As he spoke in front of the House Science Committee, he said that the U.S. doesn’t even have the capabilities to defend itself from an asteroid similar to the one that exploded over Russia last month.

After he was asked what NASA’s plans were if they saw a similar asteroid coming for New York, Bolden said, “The answer to you is, if it’s coming in three weeks, pray.”

Asteroid concerns have risen since the 55-foot-wide rock blew up over Chelyabinsk, Russia without warning. It got many U.S. lawmakers wondering what would happen if the same one would have hit our country.

Rep. Bill Posey, of Florida, said, “While a good segment of the country thinks we can just call Bruce Willis in, we don’t even have a shuttle anymore.”

Many blame the House and current Administration for the lack of preparedness.
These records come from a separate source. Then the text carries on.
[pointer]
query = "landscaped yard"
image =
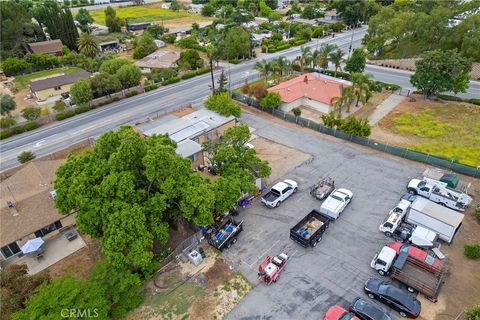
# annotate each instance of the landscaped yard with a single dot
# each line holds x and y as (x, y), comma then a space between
(146, 13)
(446, 129)
(23, 81)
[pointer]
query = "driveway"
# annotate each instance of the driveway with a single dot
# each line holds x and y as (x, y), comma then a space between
(334, 271)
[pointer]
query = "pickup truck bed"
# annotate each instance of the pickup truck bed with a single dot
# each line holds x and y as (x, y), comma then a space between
(308, 232)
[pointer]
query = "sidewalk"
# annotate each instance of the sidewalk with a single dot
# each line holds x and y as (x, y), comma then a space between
(384, 108)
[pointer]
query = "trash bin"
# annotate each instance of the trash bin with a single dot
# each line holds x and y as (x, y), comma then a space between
(195, 258)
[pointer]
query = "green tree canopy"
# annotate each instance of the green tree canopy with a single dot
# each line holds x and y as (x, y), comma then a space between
(129, 76)
(144, 46)
(84, 19)
(112, 66)
(127, 192)
(7, 104)
(356, 63)
(223, 104)
(81, 91)
(439, 71)
(62, 295)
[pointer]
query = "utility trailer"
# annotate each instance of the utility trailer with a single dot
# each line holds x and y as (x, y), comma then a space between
(309, 231)
(223, 236)
(323, 188)
(417, 277)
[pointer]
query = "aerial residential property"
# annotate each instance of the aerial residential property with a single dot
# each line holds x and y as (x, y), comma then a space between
(241, 159)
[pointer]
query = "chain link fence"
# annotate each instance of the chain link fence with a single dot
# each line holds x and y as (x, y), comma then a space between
(394, 150)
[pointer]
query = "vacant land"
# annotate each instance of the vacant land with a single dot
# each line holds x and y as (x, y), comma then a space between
(441, 128)
(182, 291)
(146, 13)
(22, 82)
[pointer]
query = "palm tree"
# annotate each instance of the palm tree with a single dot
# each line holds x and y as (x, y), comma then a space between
(264, 67)
(336, 57)
(324, 55)
(345, 100)
(361, 87)
(87, 45)
(305, 57)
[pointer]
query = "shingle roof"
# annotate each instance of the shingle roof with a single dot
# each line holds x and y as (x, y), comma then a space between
(159, 60)
(314, 86)
(53, 82)
(29, 190)
(51, 46)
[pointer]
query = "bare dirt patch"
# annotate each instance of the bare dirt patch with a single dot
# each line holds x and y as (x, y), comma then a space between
(281, 158)
(81, 263)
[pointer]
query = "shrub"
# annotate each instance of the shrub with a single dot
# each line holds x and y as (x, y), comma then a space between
(131, 94)
(188, 75)
(297, 111)
(25, 156)
(82, 109)
(18, 130)
(7, 122)
(30, 126)
(4, 134)
(171, 80)
(60, 116)
(150, 87)
(31, 113)
(472, 251)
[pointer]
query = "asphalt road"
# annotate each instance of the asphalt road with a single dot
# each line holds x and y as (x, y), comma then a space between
(58, 135)
(334, 271)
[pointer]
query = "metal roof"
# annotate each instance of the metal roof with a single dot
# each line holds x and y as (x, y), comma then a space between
(187, 148)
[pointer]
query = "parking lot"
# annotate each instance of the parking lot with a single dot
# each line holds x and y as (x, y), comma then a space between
(335, 270)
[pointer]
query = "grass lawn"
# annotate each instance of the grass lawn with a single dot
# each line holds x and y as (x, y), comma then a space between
(145, 13)
(22, 82)
(446, 129)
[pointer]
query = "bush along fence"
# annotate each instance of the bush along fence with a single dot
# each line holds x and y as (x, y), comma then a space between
(394, 150)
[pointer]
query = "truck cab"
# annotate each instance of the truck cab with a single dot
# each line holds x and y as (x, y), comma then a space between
(383, 261)
(395, 218)
(279, 192)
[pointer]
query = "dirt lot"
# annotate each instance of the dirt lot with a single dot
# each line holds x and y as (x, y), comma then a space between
(183, 291)
(282, 159)
(443, 128)
(81, 263)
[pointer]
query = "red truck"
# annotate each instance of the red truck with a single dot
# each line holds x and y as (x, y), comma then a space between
(270, 269)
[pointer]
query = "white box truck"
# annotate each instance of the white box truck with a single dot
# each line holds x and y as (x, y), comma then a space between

Posey said he was angered by their failure to back a $750 million infrared telescope orbiting Venus.

One reason the Russian meteor was not detected was because it came from the same direction as the sun, so land-based telescopes were useless.

At the meeting, the Committee learned that an asteroid only 55-feet-wide has the ability to flatten an entire city. Russian’s meteor exploded 56 feet above ground, so the effect was less.

Currently, the ability to detect a deadly asteroid seems pretty hopeless, as Bolden said it would take untill 2030 to identify 90 percent of near-Earth objects between 140 meters and 1 kilometer in width, even with a funding of $20 million a year.

White House science adviser John Holdren said there is a slim chance of an object hitting Earth and causing casualties, but since the consequences are so large, we need to take it seriously.

“The odds of a near-Earth object strike causing massive casualties and destruction of infrastructure are very small, but the potential consequences of such an event are so large that it makes sense to take the risk seriously,” Holdren said.

He said the most useful project would be to put an infrared-sensing telescope in a Venus-like orbit, similar to the Sentinel Space Telescope being developed by nonprofit B612 Foundation.

He said of the Russian asteroid: “It came from a direction where our [existing] telescopes could not look. We cannot look in the sun.”

The cost of creating the telescope stands at $750 million, compared to the administration’s $2 billion plan to send astronauts to a near-Earth asteroid by 2025.

Bolden said the building of a telescope is more important.

“The president has a plan. But that plan is incremental. And if we want to save the planet, because I think that’s what we’re talking about, then we have  to get together...and decide how we’re going to execute that plan.”